Today we are at a crossroads. Not since the turn of the century have we fundamentally reexamined our overall strategies to managing health-care costs and supporting the health and well-being of our people.
Over the last 15 years, we have seen a shift of health benefits strategies from the tight controls and limited choices of managed care to health-care consumerism that offered patients more choice along with more financial and personal responsibility.
Both managed care and health-care consumerism had a good run and were successful to some extent. And yet today health-care spending accounts for almost 18% of U.S. GDP. In the ages of managed care and healthcare consumerism, insurers and consumers, respectively, were deemed the primary arbitrators of health-care value. Today, employers, as the primary purchasers of health care, are increasingly taking the wheel.
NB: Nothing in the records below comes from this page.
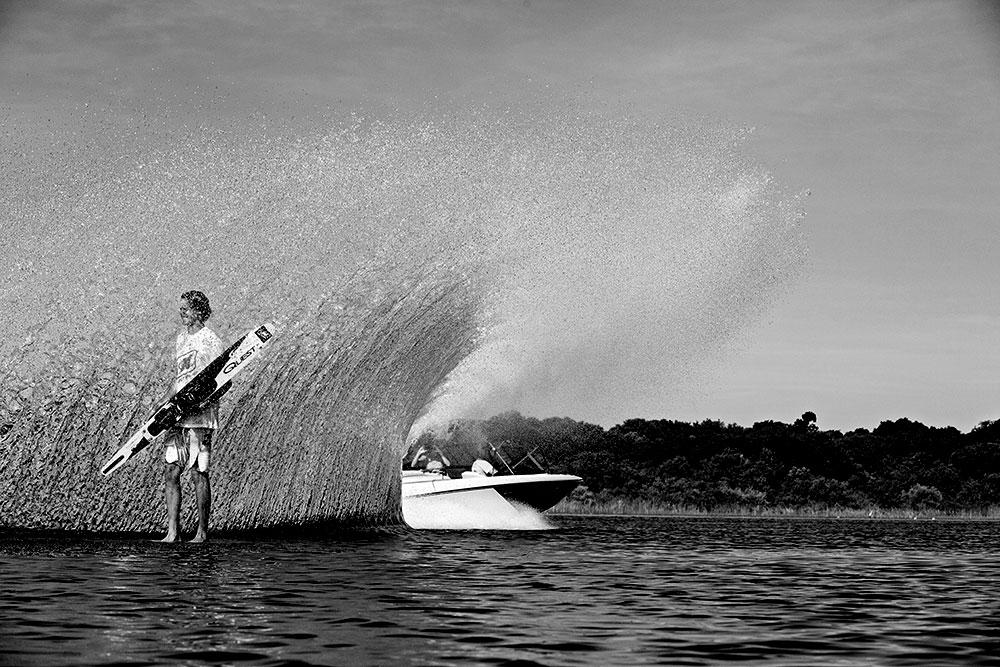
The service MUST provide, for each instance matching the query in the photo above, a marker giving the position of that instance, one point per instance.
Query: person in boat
(431, 459)
(482, 467)
(188, 446)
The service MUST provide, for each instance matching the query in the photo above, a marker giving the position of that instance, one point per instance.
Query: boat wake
(418, 269)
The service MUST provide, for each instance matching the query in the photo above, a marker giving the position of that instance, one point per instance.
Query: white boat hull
(433, 500)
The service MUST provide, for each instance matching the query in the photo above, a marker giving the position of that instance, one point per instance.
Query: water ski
(204, 388)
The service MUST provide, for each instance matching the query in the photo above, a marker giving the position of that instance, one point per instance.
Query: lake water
(591, 591)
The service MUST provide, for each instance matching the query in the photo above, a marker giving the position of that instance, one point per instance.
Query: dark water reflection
(595, 591)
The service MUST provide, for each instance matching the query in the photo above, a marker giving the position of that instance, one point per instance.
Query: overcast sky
(887, 112)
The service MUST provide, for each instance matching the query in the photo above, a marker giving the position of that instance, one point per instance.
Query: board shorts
(189, 446)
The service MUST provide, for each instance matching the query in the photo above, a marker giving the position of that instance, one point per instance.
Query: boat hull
(540, 491)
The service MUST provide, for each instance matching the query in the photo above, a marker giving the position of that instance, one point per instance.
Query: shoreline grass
(645, 508)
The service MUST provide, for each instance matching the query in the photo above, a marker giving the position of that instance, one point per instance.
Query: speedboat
(471, 494)
(480, 498)
(539, 491)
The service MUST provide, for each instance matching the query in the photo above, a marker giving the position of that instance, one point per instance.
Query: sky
(888, 113)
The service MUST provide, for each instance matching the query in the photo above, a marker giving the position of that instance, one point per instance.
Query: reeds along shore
(645, 508)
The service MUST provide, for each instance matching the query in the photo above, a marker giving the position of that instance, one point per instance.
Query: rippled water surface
(592, 591)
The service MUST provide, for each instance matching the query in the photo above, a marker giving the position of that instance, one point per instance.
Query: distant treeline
(712, 466)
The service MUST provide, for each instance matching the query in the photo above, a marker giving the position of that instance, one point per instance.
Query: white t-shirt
(194, 352)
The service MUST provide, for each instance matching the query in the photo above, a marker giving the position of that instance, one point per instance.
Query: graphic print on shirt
(186, 364)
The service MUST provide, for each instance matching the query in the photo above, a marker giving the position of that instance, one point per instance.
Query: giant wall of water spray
(417, 269)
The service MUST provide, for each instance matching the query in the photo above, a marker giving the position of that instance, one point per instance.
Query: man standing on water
(189, 444)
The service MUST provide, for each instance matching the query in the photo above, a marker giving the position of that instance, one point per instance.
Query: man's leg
(203, 492)
(202, 484)
(172, 492)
We recall the backlash against managed care in the late 1990s, when insurers were in the driver’s seat while public sentiment and policy increasingly rejected the limits to access and coverage imposed by the managed-care industry. This led to a sense that individuals (employees and their families) should be given more information and more financial responsibility to make value-based healthcare choices for themselves.
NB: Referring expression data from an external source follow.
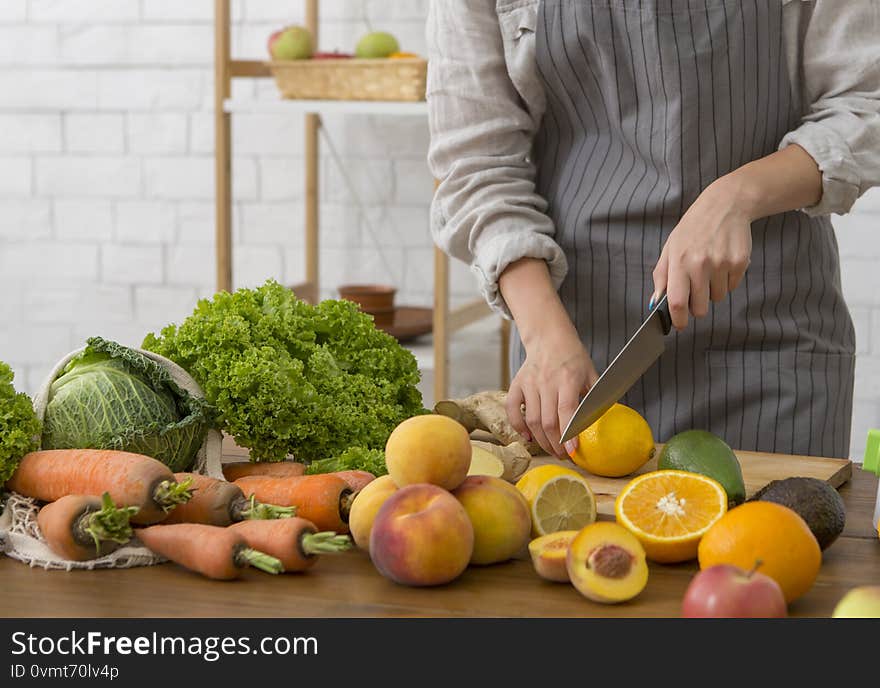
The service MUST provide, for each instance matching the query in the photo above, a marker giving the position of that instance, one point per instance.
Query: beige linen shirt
(485, 103)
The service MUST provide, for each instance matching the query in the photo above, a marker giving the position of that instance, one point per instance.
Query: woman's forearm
(533, 301)
(785, 180)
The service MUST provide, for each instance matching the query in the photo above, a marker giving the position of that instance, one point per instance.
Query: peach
(549, 553)
(606, 563)
(429, 449)
(365, 507)
(421, 536)
(500, 517)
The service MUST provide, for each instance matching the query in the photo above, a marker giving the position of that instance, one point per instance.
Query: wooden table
(347, 585)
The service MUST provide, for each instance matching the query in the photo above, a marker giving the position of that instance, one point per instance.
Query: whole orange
(769, 535)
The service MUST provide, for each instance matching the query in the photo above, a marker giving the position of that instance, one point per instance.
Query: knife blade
(644, 347)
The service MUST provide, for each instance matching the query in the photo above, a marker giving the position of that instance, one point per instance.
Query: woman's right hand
(556, 373)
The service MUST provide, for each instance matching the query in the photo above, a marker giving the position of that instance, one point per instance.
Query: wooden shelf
(446, 320)
(349, 107)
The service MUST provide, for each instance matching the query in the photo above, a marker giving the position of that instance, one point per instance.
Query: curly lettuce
(290, 378)
(19, 426)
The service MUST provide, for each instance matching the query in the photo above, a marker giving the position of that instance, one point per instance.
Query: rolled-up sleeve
(485, 211)
(841, 76)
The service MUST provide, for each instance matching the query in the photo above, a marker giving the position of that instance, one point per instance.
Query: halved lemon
(669, 511)
(564, 502)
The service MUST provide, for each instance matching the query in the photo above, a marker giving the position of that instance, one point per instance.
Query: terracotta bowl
(375, 299)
Fast forward to today and we are seeing a second wave of backlash, because of some of the repercussions of this health-care consumerism. As high-deductible plans have become the norm, there are growing concerns: that health care is too complex for the average consumer to “shop” and make effective healthcare judgments; that relevant information about price and value is not easily obtained; and for many, that designs are leading to concerns about underutilization of needed services. including maintenance of those with chronic conditions.
Frankly, it’s impossible to be an educated consumer when there is no transparency on what things cost or how they perform, employees exhibit low levels of health-care engagement and literacy, and there is a lack of trust in institutions and a blind trust in providers.
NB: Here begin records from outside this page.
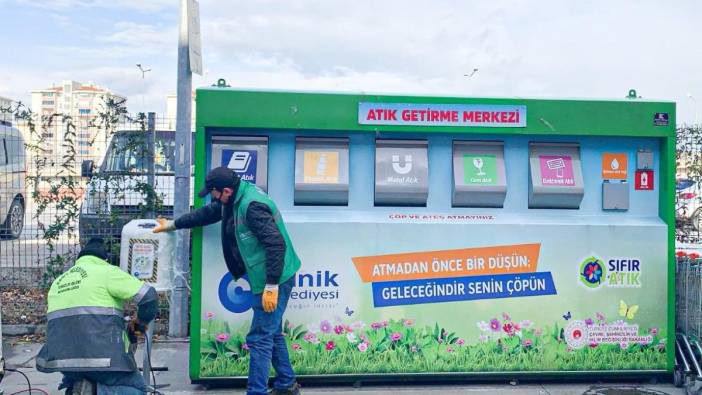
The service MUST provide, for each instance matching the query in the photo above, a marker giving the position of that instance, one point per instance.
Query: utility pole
(143, 86)
(178, 318)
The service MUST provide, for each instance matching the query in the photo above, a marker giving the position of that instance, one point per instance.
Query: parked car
(12, 181)
(688, 202)
(115, 194)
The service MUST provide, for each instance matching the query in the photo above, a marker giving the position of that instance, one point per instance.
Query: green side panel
(224, 107)
(196, 294)
(667, 213)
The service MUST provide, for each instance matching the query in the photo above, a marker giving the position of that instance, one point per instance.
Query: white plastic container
(146, 255)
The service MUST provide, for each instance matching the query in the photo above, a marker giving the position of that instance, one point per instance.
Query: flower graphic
(592, 271)
(661, 345)
(325, 326)
(222, 337)
(358, 325)
(314, 328)
(600, 317)
(495, 325)
(526, 324)
(311, 338)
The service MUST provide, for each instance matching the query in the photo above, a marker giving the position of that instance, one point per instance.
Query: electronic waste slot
(321, 171)
(401, 173)
(247, 156)
(555, 175)
(479, 174)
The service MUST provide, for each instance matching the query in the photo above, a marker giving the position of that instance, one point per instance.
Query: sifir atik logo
(618, 272)
(320, 286)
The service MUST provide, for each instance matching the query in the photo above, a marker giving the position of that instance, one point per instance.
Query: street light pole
(694, 106)
(178, 318)
(143, 73)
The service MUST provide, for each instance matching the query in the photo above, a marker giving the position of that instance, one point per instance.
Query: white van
(12, 181)
(114, 194)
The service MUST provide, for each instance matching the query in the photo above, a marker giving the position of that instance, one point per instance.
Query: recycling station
(447, 237)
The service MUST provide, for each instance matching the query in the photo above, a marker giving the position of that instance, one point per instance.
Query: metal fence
(64, 179)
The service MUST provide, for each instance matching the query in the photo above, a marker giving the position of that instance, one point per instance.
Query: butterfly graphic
(627, 311)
All in all, consumerism was oversold based on (1) the complexity and the diversity of health-care choices, (2) the capacity and inclination of consumers to act on their own behalf, and (3) the substantial costs and high fragmentation of the health-care delivery system. In addition, as provider systems continue to be dominated by fee-for-service reimbursement that rewards volume over value, the consolidation of providers and other stakeholders is continuing to concentrate marketplace power, often to the detriment of those paying the bills.
As the largest purchasers of health care outside of the federal government, employers have been left with little choice but to chart their own course and drive for health-care quality and value. Purchasers have always had the most balanced perspectives on the health-care system — valuing the need to support and improve the health, well-being, and productivity of their workforce while needing desperately to manage the costs and value of a runaway system.
The problem is that no purchaser, alone, can manage every transaction. As a result, they are now collaborating through coalitions, building on the prior efforts. No longer will they rely on others to have their best interests and those of their people at heart.
Some of the strategies they are pursuing are based on the “bright spots” of the past decade:
Consumer Advocacy and Trust: Going beyond tools and financial incentives, purchasers are building a trusted system of support to provide a guided experience for consumers to make choices about plans, providers, and care pathways.
Carve-In Delivery: Purchasers are working together to implement on-site and near-site clinics that provide a front end of support to their populations, develop bundled reimbursements for episodic care, and create population-based support for those with chronic disease and integrated referral patterns to challenge and raise the bar for the healthcare oligopolies in their communities.
All-in on Health & Well-being: After failing to make a dent in improving the health of their populations through wellness and other programs, purchasers have rebooted to take a holistic and integrated focus on the mind, body, and spirit of their people. They are looking first within their organizations and then within the communities where they live and work.
Beating Big with Big: Purchasers are recognizing the need to challenge the health-industry consolidation that has led to unprecedented consolidation of market power and increasing self-dealing against the interests of the purchasers. By acting together, they are working to disrupt that balance and move toward a value-based marketplace. First in line are pharmaceuticals, where unparalleled pricing practices and middlemen have distorted any semblance of a rational marketplace.
Artificial Intelligence: The last era was marked by a wave of digital plays that ushered in unprecedented innovation through tools and programs powered through the internet. This next era goes a step further to leverage artificial intelligence to help purchasers and their people understand how to get to right treatment, at the right place, for the right person, and at the right time.
We’re at the beginning of this next chapter. All of the above is happening today in pockets, with promising results. Employers banding together to continue this road trip will be critical for our companies, our communities, and our country. And in the end, our health system will be better for it.
Michael Thompson is CEO of the National Alliance of Healthcare Purchaser Coalitions.